Bearing witness to misery. Illuminating it. Adding light to the sum of light. These I considered as important duties whilst working as a reporter at the Cape Argus in my native South Africa. But with those duties comes responsibility, and the need for an ethical code according to which one must navigate illuminating misery.
When a reporter bears witness simply to advance his or her own career path, there may set in the temptation to be hyperbolic and to exploit painful human situations and people experiencing these. Instead of illuminating injustice towards the goals of critique and restitution, the process can become self-serving to the reporter, their career and how they (rather than their subjects) stand to gain from the exposure.

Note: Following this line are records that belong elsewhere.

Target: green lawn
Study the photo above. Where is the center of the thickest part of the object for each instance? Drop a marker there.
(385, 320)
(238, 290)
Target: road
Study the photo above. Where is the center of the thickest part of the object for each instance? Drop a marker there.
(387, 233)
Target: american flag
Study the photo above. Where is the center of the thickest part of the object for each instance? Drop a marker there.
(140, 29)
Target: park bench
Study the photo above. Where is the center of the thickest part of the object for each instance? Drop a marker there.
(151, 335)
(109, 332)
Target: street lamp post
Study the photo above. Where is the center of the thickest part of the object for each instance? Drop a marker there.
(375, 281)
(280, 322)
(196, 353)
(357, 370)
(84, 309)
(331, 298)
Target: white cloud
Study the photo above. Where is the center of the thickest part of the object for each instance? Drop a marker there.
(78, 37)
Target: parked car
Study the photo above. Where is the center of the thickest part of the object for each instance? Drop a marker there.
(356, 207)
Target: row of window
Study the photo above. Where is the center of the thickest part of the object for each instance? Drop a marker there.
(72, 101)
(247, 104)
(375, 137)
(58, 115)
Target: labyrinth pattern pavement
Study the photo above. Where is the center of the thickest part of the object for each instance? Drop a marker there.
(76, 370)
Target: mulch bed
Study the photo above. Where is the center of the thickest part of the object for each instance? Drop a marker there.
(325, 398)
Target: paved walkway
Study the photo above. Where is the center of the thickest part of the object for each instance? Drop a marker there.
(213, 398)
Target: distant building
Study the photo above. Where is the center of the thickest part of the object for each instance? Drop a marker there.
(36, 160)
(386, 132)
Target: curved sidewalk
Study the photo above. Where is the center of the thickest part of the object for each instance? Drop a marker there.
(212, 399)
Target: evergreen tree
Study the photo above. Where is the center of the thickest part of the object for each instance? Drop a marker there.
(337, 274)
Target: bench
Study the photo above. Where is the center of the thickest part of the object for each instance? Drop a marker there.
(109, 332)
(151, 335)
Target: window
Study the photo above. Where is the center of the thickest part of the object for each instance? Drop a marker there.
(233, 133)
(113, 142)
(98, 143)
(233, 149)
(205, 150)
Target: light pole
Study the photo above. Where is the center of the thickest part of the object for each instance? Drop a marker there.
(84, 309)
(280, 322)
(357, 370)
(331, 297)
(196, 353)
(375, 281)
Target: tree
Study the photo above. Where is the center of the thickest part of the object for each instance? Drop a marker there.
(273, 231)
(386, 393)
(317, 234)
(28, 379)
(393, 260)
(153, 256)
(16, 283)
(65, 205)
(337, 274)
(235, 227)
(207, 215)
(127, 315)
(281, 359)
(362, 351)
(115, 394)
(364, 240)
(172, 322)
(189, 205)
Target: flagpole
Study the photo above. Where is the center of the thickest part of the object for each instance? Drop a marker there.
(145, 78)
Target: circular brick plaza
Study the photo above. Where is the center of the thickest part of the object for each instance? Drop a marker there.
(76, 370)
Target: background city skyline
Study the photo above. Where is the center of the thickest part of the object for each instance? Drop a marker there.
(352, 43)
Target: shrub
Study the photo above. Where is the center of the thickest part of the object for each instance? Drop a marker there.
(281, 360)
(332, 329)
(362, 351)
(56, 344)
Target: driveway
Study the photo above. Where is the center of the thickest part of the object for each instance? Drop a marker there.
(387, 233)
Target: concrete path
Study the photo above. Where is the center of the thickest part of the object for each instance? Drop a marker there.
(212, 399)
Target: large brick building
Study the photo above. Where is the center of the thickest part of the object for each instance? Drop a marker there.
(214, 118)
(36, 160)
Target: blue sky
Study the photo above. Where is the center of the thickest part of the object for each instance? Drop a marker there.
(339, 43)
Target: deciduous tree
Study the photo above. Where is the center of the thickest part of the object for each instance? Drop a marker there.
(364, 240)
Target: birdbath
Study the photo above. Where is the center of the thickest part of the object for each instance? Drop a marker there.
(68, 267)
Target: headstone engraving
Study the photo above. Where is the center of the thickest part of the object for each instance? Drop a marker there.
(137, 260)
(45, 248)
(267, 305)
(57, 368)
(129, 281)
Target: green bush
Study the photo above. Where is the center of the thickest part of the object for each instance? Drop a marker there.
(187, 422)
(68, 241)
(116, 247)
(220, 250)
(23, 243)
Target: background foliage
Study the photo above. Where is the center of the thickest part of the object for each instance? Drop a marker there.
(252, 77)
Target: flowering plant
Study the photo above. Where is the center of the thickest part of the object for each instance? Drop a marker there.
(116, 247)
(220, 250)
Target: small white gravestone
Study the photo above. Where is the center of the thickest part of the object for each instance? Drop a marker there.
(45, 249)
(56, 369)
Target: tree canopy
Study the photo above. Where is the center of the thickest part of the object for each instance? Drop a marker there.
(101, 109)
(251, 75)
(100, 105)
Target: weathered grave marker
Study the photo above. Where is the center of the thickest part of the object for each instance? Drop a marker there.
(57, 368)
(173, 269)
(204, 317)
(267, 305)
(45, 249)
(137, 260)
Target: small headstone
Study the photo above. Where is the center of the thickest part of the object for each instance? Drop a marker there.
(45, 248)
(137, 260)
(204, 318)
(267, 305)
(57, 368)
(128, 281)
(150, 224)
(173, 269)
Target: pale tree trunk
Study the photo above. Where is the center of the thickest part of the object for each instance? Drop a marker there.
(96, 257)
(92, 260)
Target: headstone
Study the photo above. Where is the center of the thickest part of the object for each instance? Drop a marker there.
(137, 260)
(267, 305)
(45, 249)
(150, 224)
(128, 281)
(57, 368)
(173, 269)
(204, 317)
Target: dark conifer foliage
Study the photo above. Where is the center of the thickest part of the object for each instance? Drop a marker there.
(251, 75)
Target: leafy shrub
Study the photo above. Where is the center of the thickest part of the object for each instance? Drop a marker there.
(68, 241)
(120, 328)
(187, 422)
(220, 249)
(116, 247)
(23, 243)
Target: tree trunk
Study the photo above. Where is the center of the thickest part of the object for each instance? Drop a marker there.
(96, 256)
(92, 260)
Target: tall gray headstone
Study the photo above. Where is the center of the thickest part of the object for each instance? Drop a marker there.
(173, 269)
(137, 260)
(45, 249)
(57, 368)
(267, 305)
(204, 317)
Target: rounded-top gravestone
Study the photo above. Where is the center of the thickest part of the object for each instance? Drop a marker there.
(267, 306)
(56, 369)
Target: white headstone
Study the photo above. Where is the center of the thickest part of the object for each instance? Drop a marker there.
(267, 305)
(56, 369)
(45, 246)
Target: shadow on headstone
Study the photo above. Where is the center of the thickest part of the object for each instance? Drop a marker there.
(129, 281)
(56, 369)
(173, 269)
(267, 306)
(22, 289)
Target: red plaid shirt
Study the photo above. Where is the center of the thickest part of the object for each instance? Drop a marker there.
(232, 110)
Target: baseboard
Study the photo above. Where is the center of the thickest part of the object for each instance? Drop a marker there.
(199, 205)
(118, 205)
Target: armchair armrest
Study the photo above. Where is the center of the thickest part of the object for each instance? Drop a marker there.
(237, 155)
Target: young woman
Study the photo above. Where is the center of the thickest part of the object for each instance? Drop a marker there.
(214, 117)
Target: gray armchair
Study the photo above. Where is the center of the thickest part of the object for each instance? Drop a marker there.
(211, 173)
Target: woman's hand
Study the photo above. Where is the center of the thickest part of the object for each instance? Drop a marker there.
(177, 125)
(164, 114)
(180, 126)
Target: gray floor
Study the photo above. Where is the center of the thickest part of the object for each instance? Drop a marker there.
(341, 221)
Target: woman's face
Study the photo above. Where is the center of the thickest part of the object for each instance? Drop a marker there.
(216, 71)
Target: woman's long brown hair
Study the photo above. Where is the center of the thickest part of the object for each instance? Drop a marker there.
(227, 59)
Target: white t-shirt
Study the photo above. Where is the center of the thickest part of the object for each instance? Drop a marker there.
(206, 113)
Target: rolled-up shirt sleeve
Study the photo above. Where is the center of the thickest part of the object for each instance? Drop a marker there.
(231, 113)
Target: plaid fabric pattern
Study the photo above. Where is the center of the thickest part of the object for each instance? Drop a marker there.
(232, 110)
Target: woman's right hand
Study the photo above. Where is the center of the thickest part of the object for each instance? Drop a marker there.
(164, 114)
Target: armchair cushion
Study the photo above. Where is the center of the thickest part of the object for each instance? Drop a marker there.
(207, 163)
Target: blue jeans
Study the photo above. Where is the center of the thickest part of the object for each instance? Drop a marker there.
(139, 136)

An ethical code for the reporters witnessing and illuminating misery should guide them away from the self-serving, careerist aspects of their work and towards the goal of contributing towards a more just society. I believe that two guidelines can assist:
1) Be true to your subjects. Treat subjects, those whose misery you report on, as human beings deserving of dignity. Do not reduce them to clichés which reinforce the idea of them as hapless victims – less capable than more fortunate people. Do not use them as props to simply advance a story. Place them and their concerns at the centre of the story.
2) Report towards a restitution. In each example of human misery human interventions are possible to provide relief and lessen suffering. Often human decisions and actions have resulted in the suffering to begin with. Do not simply report on suffering for the sake of exposing it. Illuminating suffering should serve the higher purpose of alleviating the suffering, by identifying remedial actions or support that are needed (these may be couched in an identification of the causes of misery).